There are Welsh Historical Journals on-line at the National Library of Wales site (or if you prefer, Llyfrgell Genedlaethol Cymru). Today, I found an article on Abersychan from where my Ancestress Eleanor Vaughan left in 1856 to come to Zion. Her husband having died in 1851, she left behind all her children. It was a son and a couple of grandchildren of hers and their families that came to America in the 1880s. Her son, John, is listed on the census and birth records of his children as a puddler. That was likely at the Abersychan Ironworks described in the article.
But I could never figure out why the son John seemed to be moving back and forth around the mountain a few miles between the beautiful village of Llanfoist and the industrial valley where the Ironworks at Abersychan fouled the air. The article explained that by the very nature of British Capitalism exploiting the resources, workers, and the free markets resulted in frequent booms and busts as the furnaces and mines opened and closed. Then there were the "industrial actions," what we call "strikes," generally unsuccessful, in which the workers stopped work attempting to obtain better conditions than maybe those pictured above.
On our recent trip across the Wyoming plains, I asked my wife why Eleanor would want to leave the beautiful green hills of Wales to cross the ocean and walk to Utah with a handcart. More of a practical person, she wisely said that our corner of Wales wasn't as green and pretty back then as we saw it a couple of years ago. She said that in those days, the people lived in horrible poverty. The picture above nails that home.
There were a lot of those poor punished for crime. The only thing I came across in the local papers for my family was rather tame:
PETTY SESSIONS.—MARCH 23, 1853. Magistrates present-F. H. Williams, Esq., and the Rev. G. W. Gabb. George Hewson, constable of Llanfoist, charged Elisha Price, James Probert, John Vaughan, and William Vaughan, with assaulting him. On Sunday, the 13th instant, a great noise was made in the village of Llanfoist, greatly to the annoyance of the inhabitants. Complainant's attention was directed to it by some of the neighbours—upon endeavouring to quell the noise, he found it necessary to apprehend William Vaughan, when the other defendant treated him very rudely —used a great deal of bad language, and knocked off his hat; but he was not struck by any one else. They were all tipsy. The constable's evidence was fully corroborated by that of Mr. Thomas Johnson, of Abergavenny. The defendants were all bound over to keep the peace on their own recognizances, in the sum of £10 each, for three months, and pay expenses 13s. 6d. each.

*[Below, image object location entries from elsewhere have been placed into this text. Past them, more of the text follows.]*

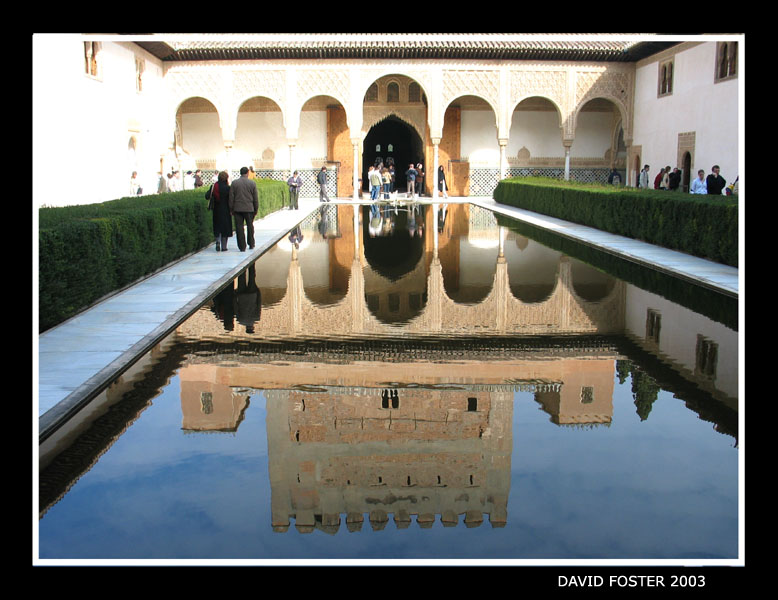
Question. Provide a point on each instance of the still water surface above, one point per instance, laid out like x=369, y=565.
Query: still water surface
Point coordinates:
x=419, y=384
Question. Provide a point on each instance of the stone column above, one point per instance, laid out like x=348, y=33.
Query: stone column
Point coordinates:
x=435, y=166
x=357, y=191
x=503, y=164
x=292, y=144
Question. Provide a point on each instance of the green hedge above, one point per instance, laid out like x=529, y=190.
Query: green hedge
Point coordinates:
x=704, y=226
x=88, y=251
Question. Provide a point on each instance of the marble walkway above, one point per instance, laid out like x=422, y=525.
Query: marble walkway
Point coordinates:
x=82, y=356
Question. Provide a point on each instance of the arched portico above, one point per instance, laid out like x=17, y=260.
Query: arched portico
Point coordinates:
x=444, y=102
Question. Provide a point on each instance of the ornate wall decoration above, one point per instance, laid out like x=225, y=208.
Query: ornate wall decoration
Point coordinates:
x=323, y=82
x=484, y=84
x=248, y=84
x=549, y=84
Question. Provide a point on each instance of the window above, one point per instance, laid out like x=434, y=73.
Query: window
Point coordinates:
x=206, y=402
x=393, y=92
x=414, y=92
x=666, y=78
x=587, y=395
x=91, y=58
x=726, y=61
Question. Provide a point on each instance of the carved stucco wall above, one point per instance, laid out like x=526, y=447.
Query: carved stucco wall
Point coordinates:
x=501, y=85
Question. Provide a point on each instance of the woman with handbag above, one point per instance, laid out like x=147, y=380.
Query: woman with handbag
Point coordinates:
x=219, y=196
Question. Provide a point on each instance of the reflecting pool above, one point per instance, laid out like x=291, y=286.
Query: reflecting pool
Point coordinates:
x=417, y=382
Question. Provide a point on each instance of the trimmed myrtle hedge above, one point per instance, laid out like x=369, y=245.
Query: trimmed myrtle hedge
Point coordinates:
x=88, y=251
x=704, y=226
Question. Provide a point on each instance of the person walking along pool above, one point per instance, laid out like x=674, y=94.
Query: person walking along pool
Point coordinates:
x=294, y=183
x=715, y=182
x=219, y=203
x=410, y=175
x=375, y=184
x=698, y=185
x=442, y=181
x=244, y=205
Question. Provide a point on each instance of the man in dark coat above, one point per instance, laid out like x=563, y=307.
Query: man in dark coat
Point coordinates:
x=244, y=205
x=715, y=182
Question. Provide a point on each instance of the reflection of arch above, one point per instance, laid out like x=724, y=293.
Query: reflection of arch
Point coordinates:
x=533, y=269
x=395, y=255
x=590, y=284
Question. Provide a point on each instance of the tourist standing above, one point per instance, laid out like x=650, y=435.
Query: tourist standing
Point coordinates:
x=135, y=189
x=294, y=183
x=715, y=182
x=244, y=205
x=386, y=180
x=410, y=175
x=321, y=178
x=665, y=185
x=442, y=181
x=698, y=185
x=643, y=178
x=375, y=184
x=675, y=179
x=219, y=204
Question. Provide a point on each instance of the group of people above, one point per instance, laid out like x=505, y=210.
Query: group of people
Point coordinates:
x=713, y=184
x=238, y=200
x=381, y=180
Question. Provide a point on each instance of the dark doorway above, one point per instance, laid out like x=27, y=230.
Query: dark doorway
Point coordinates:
x=391, y=140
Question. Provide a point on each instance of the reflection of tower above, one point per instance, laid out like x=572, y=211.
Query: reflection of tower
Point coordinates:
x=208, y=404
x=586, y=398
x=390, y=452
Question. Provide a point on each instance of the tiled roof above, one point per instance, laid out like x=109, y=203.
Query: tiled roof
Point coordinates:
x=607, y=47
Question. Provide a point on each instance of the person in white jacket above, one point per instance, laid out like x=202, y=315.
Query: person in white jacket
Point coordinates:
x=698, y=185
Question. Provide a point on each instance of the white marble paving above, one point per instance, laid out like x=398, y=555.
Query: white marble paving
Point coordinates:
x=86, y=345
x=83, y=347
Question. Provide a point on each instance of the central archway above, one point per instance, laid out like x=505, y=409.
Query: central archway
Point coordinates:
x=391, y=140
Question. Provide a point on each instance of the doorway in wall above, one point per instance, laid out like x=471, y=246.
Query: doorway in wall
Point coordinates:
x=391, y=140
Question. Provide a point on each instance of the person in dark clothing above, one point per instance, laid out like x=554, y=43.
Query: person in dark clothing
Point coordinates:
x=219, y=196
x=715, y=182
x=675, y=179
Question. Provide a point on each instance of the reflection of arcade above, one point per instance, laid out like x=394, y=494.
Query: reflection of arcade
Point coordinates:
x=438, y=445
x=430, y=272
x=245, y=302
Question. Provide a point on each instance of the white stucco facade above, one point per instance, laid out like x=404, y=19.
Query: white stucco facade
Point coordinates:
x=99, y=128
x=698, y=105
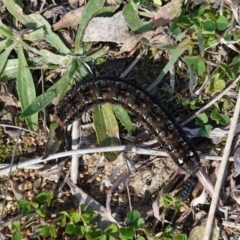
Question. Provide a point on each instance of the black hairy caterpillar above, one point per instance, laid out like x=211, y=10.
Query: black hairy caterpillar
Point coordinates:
x=170, y=135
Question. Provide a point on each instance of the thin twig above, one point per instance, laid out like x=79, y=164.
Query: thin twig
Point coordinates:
x=211, y=102
x=20, y=128
x=30, y=163
x=9, y=175
x=222, y=170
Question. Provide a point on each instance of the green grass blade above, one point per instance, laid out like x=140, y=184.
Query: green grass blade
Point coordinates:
x=174, y=57
x=36, y=21
x=4, y=57
x=10, y=70
x=106, y=128
x=92, y=7
x=59, y=88
x=26, y=88
x=130, y=13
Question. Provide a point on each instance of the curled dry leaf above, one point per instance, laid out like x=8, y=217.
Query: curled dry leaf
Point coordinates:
x=70, y=19
x=167, y=13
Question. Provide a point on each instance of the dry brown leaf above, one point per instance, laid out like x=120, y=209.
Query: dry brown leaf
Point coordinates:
x=167, y=13
x=70, y=19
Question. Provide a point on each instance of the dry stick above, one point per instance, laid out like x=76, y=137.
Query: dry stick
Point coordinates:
x=76, y=128
x=211, y=102
x=9, y=175
x=222, y=169
x=32, y=163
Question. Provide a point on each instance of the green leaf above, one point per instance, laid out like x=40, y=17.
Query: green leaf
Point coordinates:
x=209, y=26
x=43, y=231
x=41, y=211
x=16, y=225
x=123, y=117
x=228, y=104
x=36, y=21
x=134, y=219
x=89, y=215
x=26, y=88
x=96, y=234
x=222, y=23
x=111, y=229
x=59, y=88
x=44, y=197
x=174, y=57
x=217, y=85
x=126, y=233
x=201, y=119
x=91, y=8
x=17, y=235
x=130, y=13
x=75, y=217
x=205, y=130
x=4, y=57
x=70, y=229
x=219, y=118
x=21, y=203
x=10, y=70
x=175, y=29
x=106, y=128
x=26, y=209
x=201, y=43
x=34, y=204
x=52, y=231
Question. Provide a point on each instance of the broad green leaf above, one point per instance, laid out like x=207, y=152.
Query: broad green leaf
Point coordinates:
x=5, y=44
x=123, y=117
x=5, y=31
x=75, y=217
x=173, y=58
x=175, y=29
x=92, y=7
x=106, y=128
x=36, y=21
x=17, y=235
x=219, y=118
x=126, y=233
x=43, y=230
x=96, y=234
x=44, y=197
x=130, y=14
x=59, y=88
x=111, y=229
x=199, y=67
x=217, y=85
x=26, y=209
x=4, y=57
x=41, y=211
x=52, y=231
x=26, y=88
x=209, y=26
x=22, y=202
x=222, y=23
x=16, y=225
x=201, y=119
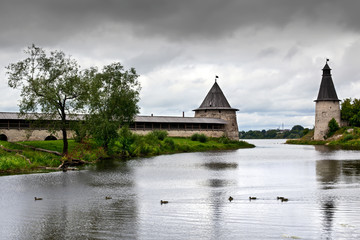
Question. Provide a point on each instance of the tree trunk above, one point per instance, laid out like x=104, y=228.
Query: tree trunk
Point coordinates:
x=65, y=142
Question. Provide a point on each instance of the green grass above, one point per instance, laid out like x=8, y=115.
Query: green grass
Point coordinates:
x=137, y=146
x=12, y=162
x=53, y=145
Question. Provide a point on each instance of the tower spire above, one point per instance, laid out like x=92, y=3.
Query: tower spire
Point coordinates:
x=327, y=90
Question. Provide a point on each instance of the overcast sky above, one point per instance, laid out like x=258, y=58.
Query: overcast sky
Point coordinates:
x=268, y=54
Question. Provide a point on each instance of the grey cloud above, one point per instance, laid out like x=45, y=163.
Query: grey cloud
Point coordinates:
x=176, y=20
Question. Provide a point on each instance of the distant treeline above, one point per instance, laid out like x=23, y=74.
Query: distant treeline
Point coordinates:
x=296, y=132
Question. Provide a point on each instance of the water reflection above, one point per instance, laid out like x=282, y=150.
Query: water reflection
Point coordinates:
x=323, y=187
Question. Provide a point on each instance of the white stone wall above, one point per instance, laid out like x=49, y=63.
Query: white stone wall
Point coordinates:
x=15, y=135
x=231, y=129
x=187, y=133
x=324, y=112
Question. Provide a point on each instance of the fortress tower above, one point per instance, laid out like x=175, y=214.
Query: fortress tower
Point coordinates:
x=327, y=105
x=215, y=105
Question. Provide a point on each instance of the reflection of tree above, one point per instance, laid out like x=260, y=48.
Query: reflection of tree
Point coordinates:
x=328, y=208
x=328, y=171
x=78, y=208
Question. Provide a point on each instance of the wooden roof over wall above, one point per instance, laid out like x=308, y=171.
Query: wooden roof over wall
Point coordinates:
x=148, y=119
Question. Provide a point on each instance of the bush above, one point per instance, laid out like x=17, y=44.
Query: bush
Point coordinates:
x=170, y=143
x=202, y=138
x=160, y=134
x=194, y=137
x=199, y=137
x=333, y=127
x=224, y=140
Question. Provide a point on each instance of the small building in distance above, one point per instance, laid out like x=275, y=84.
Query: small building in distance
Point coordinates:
x=327, y=105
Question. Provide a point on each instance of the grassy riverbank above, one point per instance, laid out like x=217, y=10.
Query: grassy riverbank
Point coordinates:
x=344, y=138
x=26, y=160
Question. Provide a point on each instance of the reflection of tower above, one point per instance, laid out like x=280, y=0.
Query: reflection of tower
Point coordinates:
x=327, y=105
x=328, y=173
x=215, y=105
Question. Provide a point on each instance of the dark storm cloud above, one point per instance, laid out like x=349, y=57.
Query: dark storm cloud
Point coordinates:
x=268, y=53
x=177, y=20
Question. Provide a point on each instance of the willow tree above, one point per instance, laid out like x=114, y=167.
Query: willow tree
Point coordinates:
x=113, y=102
x=50, y=83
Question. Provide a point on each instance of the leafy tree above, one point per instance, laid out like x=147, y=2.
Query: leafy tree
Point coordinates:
x=347, y=110
x=333, y=127
x=350, y=111
x=113, y=98
x=51, y=83
x=297, y=128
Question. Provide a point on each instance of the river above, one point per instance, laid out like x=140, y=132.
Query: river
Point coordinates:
x=322, y=185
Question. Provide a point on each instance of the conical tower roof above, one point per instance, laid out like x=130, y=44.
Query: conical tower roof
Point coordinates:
x=327, y=89
x=215, y=100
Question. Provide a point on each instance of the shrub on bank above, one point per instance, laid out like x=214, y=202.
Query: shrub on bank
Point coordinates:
x=199, y=137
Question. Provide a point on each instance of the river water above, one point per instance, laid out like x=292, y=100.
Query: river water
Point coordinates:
x=322, y=185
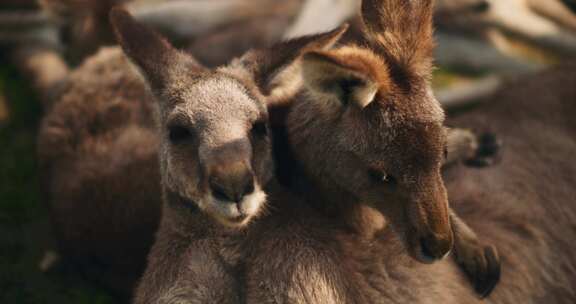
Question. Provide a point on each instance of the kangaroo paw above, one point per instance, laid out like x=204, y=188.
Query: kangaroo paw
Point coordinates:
x=481, y=264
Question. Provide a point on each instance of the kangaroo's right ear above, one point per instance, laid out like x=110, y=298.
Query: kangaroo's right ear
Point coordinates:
x=155, y=56
x=348, y=76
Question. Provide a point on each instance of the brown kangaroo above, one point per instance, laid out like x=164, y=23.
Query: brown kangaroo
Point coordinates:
x=368, y=130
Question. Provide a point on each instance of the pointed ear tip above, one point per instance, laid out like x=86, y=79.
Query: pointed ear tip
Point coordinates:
x=343, y=28
x=314, y=55
x=118, y=14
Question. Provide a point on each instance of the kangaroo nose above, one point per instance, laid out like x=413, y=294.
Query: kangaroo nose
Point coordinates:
x=435, y=248
x=232, y=186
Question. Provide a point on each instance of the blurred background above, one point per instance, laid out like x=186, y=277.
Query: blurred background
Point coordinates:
x=481, y=46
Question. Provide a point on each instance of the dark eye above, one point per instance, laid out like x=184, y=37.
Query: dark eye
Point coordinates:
x=382, y=177
x=179, y=134
x=259, y=128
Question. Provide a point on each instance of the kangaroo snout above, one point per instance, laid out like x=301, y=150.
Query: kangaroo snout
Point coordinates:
x=231, y=183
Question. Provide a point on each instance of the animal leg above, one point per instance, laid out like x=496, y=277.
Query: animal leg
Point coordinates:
x=480, y=262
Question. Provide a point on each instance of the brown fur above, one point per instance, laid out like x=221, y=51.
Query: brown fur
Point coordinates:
x=77, y=129
x=311, y=273
x=96, y=138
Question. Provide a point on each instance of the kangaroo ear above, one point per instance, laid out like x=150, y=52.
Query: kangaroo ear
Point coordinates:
x=402, y=32
x=346, y=80
x=267, y=64
x=153, y=54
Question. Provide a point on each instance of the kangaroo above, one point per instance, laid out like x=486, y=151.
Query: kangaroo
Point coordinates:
x=103, y=153
x=215, y=158
x=178, y=236
x=367, y=130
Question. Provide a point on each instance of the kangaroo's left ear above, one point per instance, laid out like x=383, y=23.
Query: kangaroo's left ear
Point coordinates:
x=344, y=79
x=269, y=65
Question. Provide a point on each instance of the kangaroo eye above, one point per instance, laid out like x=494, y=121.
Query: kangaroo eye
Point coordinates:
x=179, y=134
x=381, y=177
x=259, y=128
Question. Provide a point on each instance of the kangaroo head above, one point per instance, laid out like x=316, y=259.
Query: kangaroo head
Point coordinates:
x=370, y=125
x=214, y=148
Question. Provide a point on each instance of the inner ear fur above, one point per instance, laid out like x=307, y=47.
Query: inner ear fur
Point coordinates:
x=348, y=78
x=156, y=58
x=276, y=66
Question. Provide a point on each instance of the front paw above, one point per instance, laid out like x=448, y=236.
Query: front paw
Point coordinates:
x=481, y=264
x=487, y=152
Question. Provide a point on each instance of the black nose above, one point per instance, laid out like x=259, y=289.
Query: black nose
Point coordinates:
x=232, y=186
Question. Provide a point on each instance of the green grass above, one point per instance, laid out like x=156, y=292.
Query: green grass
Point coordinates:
x=24, y=224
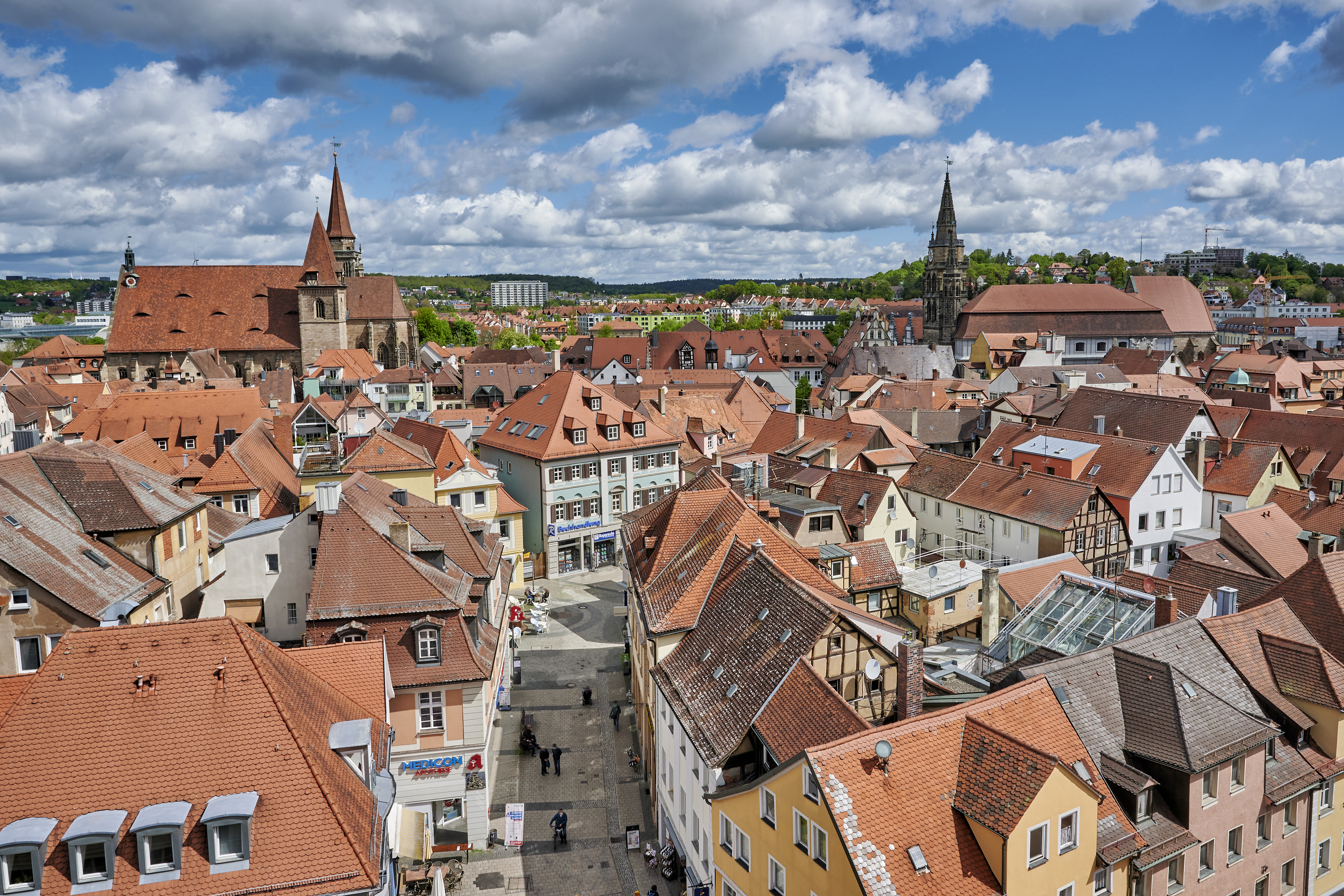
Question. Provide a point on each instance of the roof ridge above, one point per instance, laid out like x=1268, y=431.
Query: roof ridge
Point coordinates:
x=303, y=753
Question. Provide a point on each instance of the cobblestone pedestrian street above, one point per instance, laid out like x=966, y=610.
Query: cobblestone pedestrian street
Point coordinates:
x=596, y=788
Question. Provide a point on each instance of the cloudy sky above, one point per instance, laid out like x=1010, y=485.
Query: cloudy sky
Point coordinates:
x=636, y=141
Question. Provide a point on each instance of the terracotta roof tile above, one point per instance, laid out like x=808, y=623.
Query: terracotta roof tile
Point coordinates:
x=806, y=712
x=314, y=819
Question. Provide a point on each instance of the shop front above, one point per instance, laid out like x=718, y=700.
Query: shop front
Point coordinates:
x=448, y=793
x=581, y=546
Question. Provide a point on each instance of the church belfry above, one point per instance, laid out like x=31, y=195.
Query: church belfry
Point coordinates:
x=945, y=284
x=349, y=263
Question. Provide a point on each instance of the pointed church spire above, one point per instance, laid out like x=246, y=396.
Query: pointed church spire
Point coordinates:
x=319, y=257
x=947, y=228
x=338, y=219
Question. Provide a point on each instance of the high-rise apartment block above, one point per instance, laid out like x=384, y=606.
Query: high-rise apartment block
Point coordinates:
x=519, y=292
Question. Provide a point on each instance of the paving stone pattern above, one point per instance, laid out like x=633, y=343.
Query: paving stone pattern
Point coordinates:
x=596, y=786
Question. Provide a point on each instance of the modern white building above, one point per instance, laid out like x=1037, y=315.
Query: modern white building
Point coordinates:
x=519, y=292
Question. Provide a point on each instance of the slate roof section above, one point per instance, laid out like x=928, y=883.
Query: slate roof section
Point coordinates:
x=316, y=825
x=1114, y=707
x=1152, y=418
x=229, y=307
x=804, y=712
x=1316, y=596
x=878, y=812
x=998, y=777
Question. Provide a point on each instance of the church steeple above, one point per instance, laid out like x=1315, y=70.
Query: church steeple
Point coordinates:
x=339, y=233
x=945, y=281
x=338, y=219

John and William Vaughan were sons of Eleanor at ages 28 and 22. I imagine the unnamed defendant of the group who "very rudely" knocked off the constable's hat was likely the brother of William, John. I wonder if Eleanor wished her sons had been more attentive to the Mormon Elders. John's son Thomas, at the time three years old and eventually my 2nd-Great-Grandfather, was.
He came to America three years after his Uncle "Willie," the one who had a little trouble with the constable.